Reading time ~2 minutes

I just released a MongoDB pipeline for Scrapy, called scrapy-mongodb. The module supports both regular MongoDB deployments as well as replica sets. When logging your items with scrapy-mongodb you will instantly see the collected items in MongoDB. This post will show you how to use it in your Scrapy project.

See the scrapy-mongodb GitHub page for source code and additional documentation.

Installing scrapy-mongodb

The installation is straight forward. You simply install scrapy-mongodb using pip:

pip install scrapy-mongodb

Note that you might need to run pip as administrator.

Option 1: Configuring scrapy-mongodb for single MongoDB instances

We need to know some details about the MongoDB database that you want to store your items in. So update your Scrapy settings.py with the following:

MONGODB_HOST = 'localhost'
MONGODB_PORT = 27017
MONGODB_DATABASE = 'myDatabaseName'
MONGODB_COLLECTION = 'myCollectionName'

If you want us to create and use a unique key for your items, please add the following setting as well:

MONGODB_UNIQUE_KEY = 'keyName'

scrapy-mongodb will automatically ensure an index on that key.

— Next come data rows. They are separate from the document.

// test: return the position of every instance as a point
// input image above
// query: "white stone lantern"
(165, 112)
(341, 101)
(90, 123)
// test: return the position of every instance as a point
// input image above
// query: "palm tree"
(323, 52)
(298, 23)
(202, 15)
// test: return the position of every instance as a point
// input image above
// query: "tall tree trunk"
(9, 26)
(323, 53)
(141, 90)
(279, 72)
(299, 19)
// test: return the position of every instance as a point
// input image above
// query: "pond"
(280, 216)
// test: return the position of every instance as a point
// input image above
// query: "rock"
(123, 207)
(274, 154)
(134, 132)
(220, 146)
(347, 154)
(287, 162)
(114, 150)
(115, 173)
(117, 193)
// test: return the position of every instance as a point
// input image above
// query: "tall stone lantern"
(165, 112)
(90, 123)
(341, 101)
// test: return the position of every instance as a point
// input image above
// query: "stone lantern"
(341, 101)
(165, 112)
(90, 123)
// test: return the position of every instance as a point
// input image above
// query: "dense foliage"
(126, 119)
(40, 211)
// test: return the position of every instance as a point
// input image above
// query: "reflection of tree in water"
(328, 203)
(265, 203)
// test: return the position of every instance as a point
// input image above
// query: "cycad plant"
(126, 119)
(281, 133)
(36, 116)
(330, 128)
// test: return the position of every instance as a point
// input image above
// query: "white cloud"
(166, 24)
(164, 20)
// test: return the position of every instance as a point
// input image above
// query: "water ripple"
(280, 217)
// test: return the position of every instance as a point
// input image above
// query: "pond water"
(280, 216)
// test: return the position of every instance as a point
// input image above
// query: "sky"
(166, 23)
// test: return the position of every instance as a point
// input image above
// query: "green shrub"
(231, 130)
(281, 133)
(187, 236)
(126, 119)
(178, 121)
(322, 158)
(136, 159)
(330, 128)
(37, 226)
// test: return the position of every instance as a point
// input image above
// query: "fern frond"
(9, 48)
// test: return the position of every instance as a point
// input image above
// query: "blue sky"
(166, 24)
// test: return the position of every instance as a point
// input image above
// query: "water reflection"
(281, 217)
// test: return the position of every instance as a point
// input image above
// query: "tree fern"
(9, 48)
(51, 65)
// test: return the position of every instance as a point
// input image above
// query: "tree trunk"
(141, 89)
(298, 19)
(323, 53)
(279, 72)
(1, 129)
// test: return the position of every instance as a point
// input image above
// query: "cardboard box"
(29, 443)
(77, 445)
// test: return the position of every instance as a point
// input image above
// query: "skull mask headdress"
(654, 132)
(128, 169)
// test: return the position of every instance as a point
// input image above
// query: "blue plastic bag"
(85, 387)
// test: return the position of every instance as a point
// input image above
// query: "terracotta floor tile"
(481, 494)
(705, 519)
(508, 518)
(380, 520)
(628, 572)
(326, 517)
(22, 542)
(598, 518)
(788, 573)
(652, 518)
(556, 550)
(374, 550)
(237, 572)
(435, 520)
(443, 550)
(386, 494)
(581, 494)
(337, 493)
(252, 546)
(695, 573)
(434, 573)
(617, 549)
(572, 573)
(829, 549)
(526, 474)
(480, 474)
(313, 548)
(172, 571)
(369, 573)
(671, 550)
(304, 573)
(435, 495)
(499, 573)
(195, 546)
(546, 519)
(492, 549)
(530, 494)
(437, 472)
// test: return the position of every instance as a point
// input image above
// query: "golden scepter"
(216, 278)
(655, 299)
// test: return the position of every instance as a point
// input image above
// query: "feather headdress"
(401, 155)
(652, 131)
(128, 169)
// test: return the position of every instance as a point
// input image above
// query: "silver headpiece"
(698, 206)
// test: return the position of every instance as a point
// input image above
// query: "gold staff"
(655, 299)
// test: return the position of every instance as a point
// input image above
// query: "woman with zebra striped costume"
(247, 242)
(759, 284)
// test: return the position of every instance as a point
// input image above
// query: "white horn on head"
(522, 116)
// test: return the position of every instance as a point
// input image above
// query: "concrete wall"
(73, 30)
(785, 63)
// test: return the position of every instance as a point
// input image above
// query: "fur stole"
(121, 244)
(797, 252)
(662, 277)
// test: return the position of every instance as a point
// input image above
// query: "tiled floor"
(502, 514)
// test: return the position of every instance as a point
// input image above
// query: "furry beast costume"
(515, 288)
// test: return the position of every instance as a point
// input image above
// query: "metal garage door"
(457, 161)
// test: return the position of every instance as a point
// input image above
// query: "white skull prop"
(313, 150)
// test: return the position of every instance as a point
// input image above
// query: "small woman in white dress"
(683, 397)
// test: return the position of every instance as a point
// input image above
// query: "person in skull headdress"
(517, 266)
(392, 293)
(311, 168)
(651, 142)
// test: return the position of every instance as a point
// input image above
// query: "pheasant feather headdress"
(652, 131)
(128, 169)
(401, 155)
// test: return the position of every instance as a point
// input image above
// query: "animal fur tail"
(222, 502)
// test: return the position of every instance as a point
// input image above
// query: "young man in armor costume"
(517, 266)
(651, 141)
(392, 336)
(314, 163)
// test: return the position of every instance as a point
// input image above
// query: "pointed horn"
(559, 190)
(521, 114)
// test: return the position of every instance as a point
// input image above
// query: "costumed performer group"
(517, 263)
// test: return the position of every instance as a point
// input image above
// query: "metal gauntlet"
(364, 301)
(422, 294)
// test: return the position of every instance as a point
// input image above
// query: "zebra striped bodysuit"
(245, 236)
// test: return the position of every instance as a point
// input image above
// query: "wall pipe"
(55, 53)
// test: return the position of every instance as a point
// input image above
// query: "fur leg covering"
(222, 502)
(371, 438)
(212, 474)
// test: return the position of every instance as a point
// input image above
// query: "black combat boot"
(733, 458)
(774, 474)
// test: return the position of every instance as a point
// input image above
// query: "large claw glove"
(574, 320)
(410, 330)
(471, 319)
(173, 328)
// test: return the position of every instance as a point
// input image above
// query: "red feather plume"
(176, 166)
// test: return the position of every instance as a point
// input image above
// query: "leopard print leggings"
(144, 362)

Then we need to tell Scrapy to use the new pipeline. Add the following to your settings.py file:

ITEM_PIPELINES = [
    'scrapy_mongodb.MongoDBPipeline',
]

Additional configuration options can be found at https://github.com/sebdah/scrapy-mongodb.

Option 2: Configuring scrapy-mongodb for MongoDB replica sets

If you are logging the items to a MongoDB replica set, you will need to configure scrapy-mongodb to be replica set aware. Update your Scrapy settings.py with the following:

MONGODB_REPLICA_SET = 'replicaSetName'
MONGODB_REPLICA_HOSTS = 'h1.example.com,h2.example.com,h3.example.com'
MONGODB_DATABASE = 'myDatabaseName'
MONGODB_COLLECTION = 'myCollectionName'

If you want us to create and use a unique key for your items, please add the following setting as well:

MONGODB_UNIQUE_KEY = 'keyName'

scrapy-mongodb will automatically ensure an index on that key.

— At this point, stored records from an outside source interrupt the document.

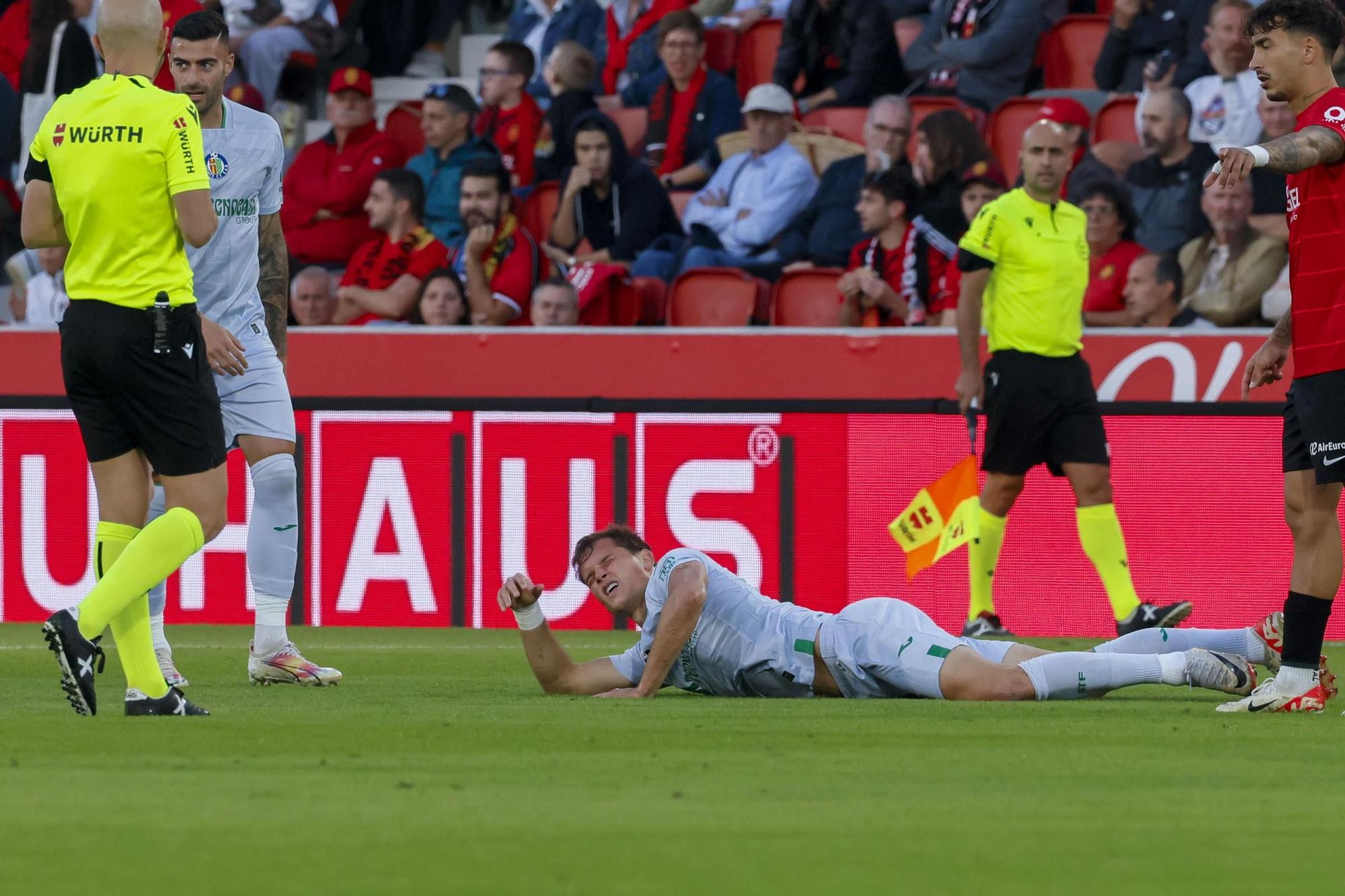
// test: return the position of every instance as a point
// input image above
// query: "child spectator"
(570, 75)
(510, 118)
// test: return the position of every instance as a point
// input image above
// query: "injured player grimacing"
(705, 630)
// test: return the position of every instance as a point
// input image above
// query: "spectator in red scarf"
(631, 41)
(689, 106)
(323, 216)
(384, 278)
(498, 259)
(1112, 249)
(510, 118)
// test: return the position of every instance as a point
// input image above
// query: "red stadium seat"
(1117, 120)
(808, 299)
(1070, 52)
(712, 298)
(757, 54)
(537, 212)
(843, 122)
(681, 198)
(633, 123)
(403, 126)
(907, 32)
(720, 49)
(1004, 135)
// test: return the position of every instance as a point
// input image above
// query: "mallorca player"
(243, 286)
(705, 630)
(1293, 44)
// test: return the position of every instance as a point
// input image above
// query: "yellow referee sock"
(1100, 533)
(130, 627)
(120, 596)
(983, 557)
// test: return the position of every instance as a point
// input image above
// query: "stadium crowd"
(836, 149)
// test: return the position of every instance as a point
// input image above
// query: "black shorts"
(128, 397)
(1315, 427)
(1042, 411)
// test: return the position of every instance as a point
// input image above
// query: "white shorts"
(886, 647)
(256, 404)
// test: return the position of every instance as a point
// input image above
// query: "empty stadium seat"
(633, 124)
(808, 299)
(907, 30)
(722, 45)
(1070, 50)
(1117, 120)
(757, 54)
(844, 122)
(403, 126)
(712, 298)
(1004, 134)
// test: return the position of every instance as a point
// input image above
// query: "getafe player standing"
(243, 284)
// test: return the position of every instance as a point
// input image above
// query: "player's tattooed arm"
(1300, 151)
(274, 282)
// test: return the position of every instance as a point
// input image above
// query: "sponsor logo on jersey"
(96, 134)
(216, 166)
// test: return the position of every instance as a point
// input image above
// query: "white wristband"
(529, 618)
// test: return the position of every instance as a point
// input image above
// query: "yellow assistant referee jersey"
(116, 153)
(1036, 294)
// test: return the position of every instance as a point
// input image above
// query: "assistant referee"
(1026, 261)
(116, 171)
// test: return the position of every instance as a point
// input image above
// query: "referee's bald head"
(130, 26)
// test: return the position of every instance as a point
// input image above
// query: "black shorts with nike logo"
(128, 397)
(1315, 427)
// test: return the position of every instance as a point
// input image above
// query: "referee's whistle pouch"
(161, 317)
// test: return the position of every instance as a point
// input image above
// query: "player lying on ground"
(707, 630)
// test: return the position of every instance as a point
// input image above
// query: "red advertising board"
(414, 518)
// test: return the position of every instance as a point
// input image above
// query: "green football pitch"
(439, 767)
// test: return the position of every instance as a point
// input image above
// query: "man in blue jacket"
(450, 145)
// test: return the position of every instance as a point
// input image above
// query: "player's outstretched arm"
(677, 622)
(553, 667)
(274, 280)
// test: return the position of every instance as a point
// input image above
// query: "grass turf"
(438, 766)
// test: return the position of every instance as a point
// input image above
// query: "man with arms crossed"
(241, 283)
(1293, 44)
(705, 630)
(127, 163)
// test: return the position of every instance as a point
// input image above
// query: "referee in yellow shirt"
(1026, 261)
(116, 171)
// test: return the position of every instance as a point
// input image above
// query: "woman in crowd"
(442, 302)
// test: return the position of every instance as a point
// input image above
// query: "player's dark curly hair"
(1317, 18)
(623, 536)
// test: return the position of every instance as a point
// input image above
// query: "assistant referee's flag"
(944, 516)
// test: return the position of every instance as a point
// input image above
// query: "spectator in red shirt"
(1112, 249)
(384, 278)
(498, 259)
(323, 216)
(894, 275)
(510, 118)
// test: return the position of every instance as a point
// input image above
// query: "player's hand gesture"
(1266, 366)
(1235, 165)
(223, 350)
(518, 592)
(970, 388)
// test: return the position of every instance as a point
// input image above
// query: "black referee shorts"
(128, 397)
(1315, 427)
(1042, 411)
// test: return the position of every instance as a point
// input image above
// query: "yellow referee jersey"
(116, 151)
(1035, 298)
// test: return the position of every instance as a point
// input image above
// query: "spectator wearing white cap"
(738, 217)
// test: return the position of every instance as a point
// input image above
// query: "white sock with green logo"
(1077, 674)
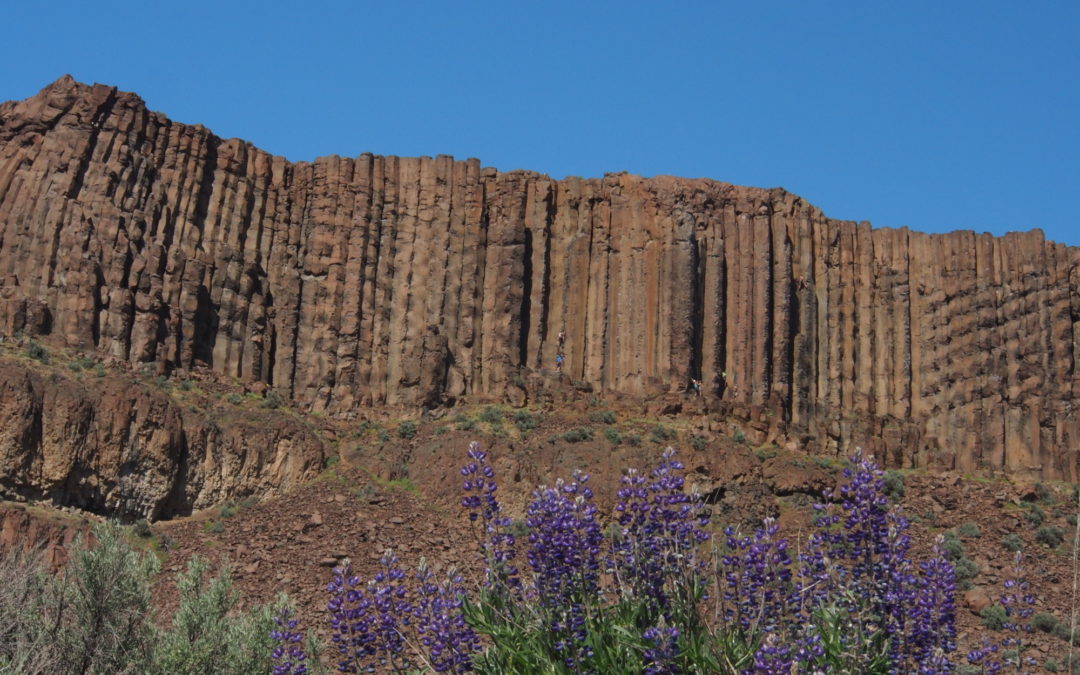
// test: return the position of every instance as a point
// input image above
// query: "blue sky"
(936, 116)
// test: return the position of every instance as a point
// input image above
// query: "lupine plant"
(644, 599)
(1018, 604)
(288, 655)
(850, 601)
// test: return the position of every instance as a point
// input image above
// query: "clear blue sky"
(937, 116)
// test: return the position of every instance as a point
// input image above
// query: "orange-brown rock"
(380, 280)
(112, 446)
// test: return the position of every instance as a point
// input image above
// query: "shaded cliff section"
(117, 446)
(347, 283)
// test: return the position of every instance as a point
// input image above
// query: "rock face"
(387, 281)
(112, 446)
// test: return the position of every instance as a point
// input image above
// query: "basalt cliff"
(414, 283)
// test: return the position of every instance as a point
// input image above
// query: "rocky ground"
(394, 485)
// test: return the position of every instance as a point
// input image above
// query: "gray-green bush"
(94, 617)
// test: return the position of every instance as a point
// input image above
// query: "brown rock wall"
(387, 281)
(115, 447)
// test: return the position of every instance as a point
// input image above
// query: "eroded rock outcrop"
(112, 445)
(389, 281)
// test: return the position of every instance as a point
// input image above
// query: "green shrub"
(271, 401)
(952, 547)
(894, 485)
(994, 617)
(661, 434)
(37, 352)
(1050, 536)
(969, 530)
(966, 570)
(602, 417)
(463, 423)
(1043, 495)
(1064, 631)
(1035, 515)
(1044, 622)
(577, 435)
(142, 528)
(407, 429)
(525, 421)
(92, 618)
(207, 635)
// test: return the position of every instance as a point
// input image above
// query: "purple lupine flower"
(660, 656)
(860, 562)
(497, 542)
(390, 605)
(758, 579)
(661, 529)
(564, 554)
(933, 615)
(446, 638)
(366, 621)
(351, 620)
(288, 655)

Then we need to tell Scrapy to use the new pipeline. Add the following to your settings.py file:

ITEM_PIPELINES = [
    'scrapy_mongodb.MongoDBPipeline',
]

Additional configuration options can be found at https://github.com/sebdah/scrapy-mongodb.

Summary

Done! Now start your spider just as usual and have a look in MongoDB for your items. They will show as soon as the spider has found and processed them, so you can see the progress as the spider crawls :).